La souveraineté doit enfin se traduire par l’effectivité de la décision publique : que les choix du peuple souverain ne puissent pas être corsetés ou même effacés par une entité décrétée supérieure : de ce point de vue, c’est l’indépendance stratégique et nationale qui est en jeu. Une fois que les gens ont décidé ce qui est bien pour eux et ce qui est bien pour tous, il faut que la décision s’applique. Elle ne peut pas être soumise au carcan de traités ou d’une concurrence libre et non faussée encore érigée en principe intangible par la Commission européenne. La souveraineté, pour demeurer populaire, ne peut être délégative et disparaître par un transfert insidieux au profit de l’imperium technocratique bruxellois, comme entend l’y contraindre Emmanuel Macron, qui a ressorti à cet usage son concept baroque de souveraineté européenne. L’indépendance stratégique vise à permettre au peuple de disposer pleinement des outils permettant de mettre en œuvre le modèle de société sur lequel il s’est accordé, dans le respect des souverainetés nationales existantes de ses partenaires. Troisième point.

 

La souveraineté est justement d’essence non identitaire car elle est arrimée à l’idée de peuple au sens politique du terme, ce qui bat en brèche toute tentative de le ramener à une origine fantasmée. Ainsi, sous la Révolution, c’est la souveraineté de la Nation qui s’opposait à celle du roi. La souveraineté se définit par sa nature et par son objet. Souveraineté populaire et indépendance stratégique sont les clés de voûte pour rendre le peuple acteur effectif de décisions qui pourront effectivement être mises en œuvre sans être contraintes. Ce que l’article 3 de la constitution résume ainsi : « La souveraineté nationale appartient au peuple qui l’exerce par ses représentants ou par le biais du référendum. » A quoi il conviendrait d’ajouter au plus vite, et pour commencer : « et par le référendum d’initiative citoyenne », pour la rendre permanente.

La souveraineté est une matrice collective tellement puissante que ceux qui la craignent veulent la détourner.

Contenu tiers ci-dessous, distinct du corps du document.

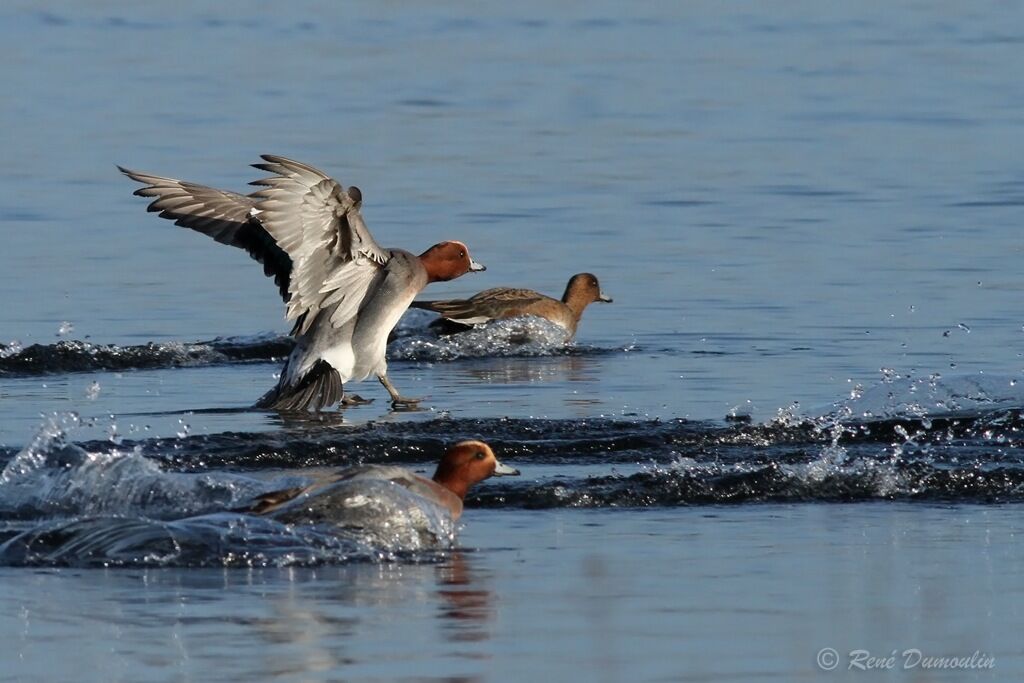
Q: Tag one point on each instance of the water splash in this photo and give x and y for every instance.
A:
(61, 504)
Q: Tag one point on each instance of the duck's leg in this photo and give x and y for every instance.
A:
(396, 398)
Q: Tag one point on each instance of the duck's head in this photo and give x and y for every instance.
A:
(584, 289)
(449, 260)
(467, 463)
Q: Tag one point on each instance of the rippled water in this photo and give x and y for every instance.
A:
(797, 427)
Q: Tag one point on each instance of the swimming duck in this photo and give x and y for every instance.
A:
(462, 466)
(460, 314)
(343, 292)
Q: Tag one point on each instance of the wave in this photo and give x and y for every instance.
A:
(176, 501)
(413, 340)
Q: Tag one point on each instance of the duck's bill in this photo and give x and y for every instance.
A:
(502, 470)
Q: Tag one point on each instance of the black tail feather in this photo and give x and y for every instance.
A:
(321, 387)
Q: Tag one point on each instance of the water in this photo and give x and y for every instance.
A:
(808, 216)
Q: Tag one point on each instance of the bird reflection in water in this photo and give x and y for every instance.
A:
(466, 606)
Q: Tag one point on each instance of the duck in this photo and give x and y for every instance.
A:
(343, 293)
(462, 466)
(461, 314)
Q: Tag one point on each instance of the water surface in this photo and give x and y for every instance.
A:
(800, 210)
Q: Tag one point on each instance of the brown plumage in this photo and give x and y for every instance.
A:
(458, 314)
(343, 292)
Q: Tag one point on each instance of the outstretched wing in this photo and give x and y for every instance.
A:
(487, 305)
(224, 216)
(317, 223)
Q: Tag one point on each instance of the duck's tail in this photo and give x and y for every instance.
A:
(321, 387)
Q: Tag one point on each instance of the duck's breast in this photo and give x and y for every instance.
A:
(404, 278)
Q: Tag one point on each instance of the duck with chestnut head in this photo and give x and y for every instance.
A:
(460, 314)
(329, 497)
(343, 293)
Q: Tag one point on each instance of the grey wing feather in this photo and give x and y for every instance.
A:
(318, 225)
(225, 216)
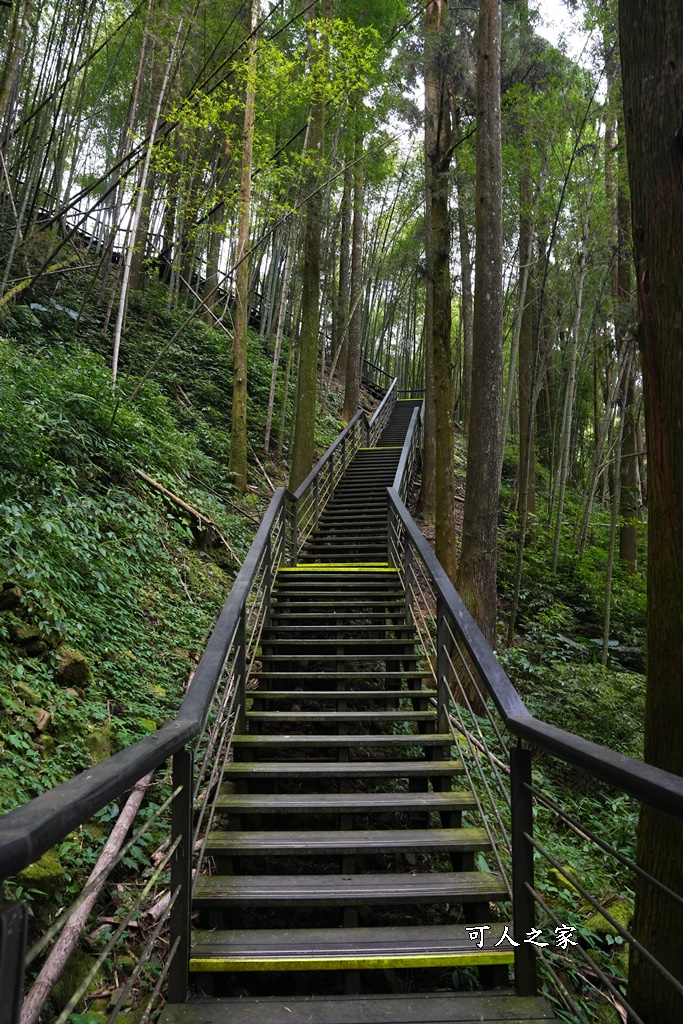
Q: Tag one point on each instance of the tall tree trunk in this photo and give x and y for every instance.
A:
(14, 54)
(466, 298)
(571, 387)
(428, 489)
(352, 390)
(438, 150)
(238, 464)
(651, 41)
(526, 477)
(289, 259)
(136, 215)
(304, 414)
(342, 305)
(476, 577)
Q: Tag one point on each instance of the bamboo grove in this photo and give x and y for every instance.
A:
(432, 187)
(265, 164)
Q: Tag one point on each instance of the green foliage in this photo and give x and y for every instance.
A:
(103, 565)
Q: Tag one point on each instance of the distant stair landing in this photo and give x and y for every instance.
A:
(349, 886)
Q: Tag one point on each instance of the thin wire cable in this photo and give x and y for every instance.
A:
(504, 829)
(501, 783)
(482, 696)
(143, 957)
(54, 929)
(83, 987)
(484, 821)
(633, 1016)
(605, 913)
(584, 833)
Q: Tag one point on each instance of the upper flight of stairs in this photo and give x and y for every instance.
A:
(345, 867)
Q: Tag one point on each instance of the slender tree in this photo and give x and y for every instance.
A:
(476, 573)
(238, 463)
(438, 148)
(651, 46)
(304, 416)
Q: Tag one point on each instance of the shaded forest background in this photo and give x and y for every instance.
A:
(212, 218)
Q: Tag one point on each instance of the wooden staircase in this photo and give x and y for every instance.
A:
(346, 871)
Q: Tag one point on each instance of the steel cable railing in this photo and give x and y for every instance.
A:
(483, 711)
(199, 741)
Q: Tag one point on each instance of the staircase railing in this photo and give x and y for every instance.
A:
(382, 414)
(180, 763)
(376, 375)
(489, 723)
(408, 463)
(313, 494)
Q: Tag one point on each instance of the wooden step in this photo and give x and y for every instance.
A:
(347, 890)
(332, 717)
(435, 1008)
(367, 694)
(380, 654)
(377, 674)
(344, 803)
(334, 948)
(331, 843)
(345, 741)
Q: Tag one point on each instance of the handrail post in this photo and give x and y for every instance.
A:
(294, 553)
(181, 873)
(316, 506)
(240, 670)
(522, 869)
(13, 927)
(267, 587)
(408, 573)
(442, 668)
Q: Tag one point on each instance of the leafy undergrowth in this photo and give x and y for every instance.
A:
(109, 587)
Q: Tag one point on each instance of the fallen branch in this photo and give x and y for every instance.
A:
(227, 501)
(65, 945)
(262, 468)
(204, 520)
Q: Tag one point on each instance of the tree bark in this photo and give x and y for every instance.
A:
(238, 464)
(352, 390)
(438, 136)
(476, 577)
(304, 416)
(651, 43)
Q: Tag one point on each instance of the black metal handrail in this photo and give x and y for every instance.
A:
(654, 786)
(379, 370)
(478, 705)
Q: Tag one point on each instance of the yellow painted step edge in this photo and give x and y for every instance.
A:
(338, 567)
(350, 962)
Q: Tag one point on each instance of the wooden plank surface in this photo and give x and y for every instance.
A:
(348, 948)
(341, 802)
(383, 739)
(416, 768)
(347, 890)
(331, 842)
(433, 1009)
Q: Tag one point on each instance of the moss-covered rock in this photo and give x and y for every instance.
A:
(72, 668)
(77, 970)
(45, 875)
(28, 695)
(10, 596)
(41, 719)
(29, 638)
(600, 927)
(99, 742)
(560, 879)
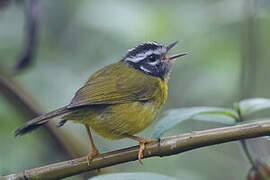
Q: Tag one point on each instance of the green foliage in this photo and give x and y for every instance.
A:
(250, 106)
(132, 176)
(224, 116)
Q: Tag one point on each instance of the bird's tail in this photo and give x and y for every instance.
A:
(40, 120)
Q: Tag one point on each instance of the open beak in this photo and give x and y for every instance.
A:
(169, 47)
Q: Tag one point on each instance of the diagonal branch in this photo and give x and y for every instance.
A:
(164, 147)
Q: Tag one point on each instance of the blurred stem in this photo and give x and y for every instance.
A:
(249, 39)
(164, 147)
(244, 144)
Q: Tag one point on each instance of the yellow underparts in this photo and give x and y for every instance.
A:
(117, 120)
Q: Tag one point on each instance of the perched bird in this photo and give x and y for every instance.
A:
(120, 99)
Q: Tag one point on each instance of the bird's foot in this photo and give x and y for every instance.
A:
(91, 156)
(142, 143)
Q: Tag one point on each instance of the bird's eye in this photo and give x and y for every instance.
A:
(151, 58)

Or la souveraineté ne se délègue pas, ni à Bruxelles ni dans les mains de ceux qui prétendraient agir au nom du peuple, car tout transfert la rend inopérante. A l’heure de commémorer l’anniversaire du « Non » au TCE, les citoyens doivent se ré-emparer pleinement d’une souveraineté populaire permanente et indépendante – la leur -, « car qui peut mieux savoir qu’eux sous quelles conditions il leur convient de vivre ensemble dans une même société ? » (Rousseau, Discours sur l’inégalité, « Dédicace »).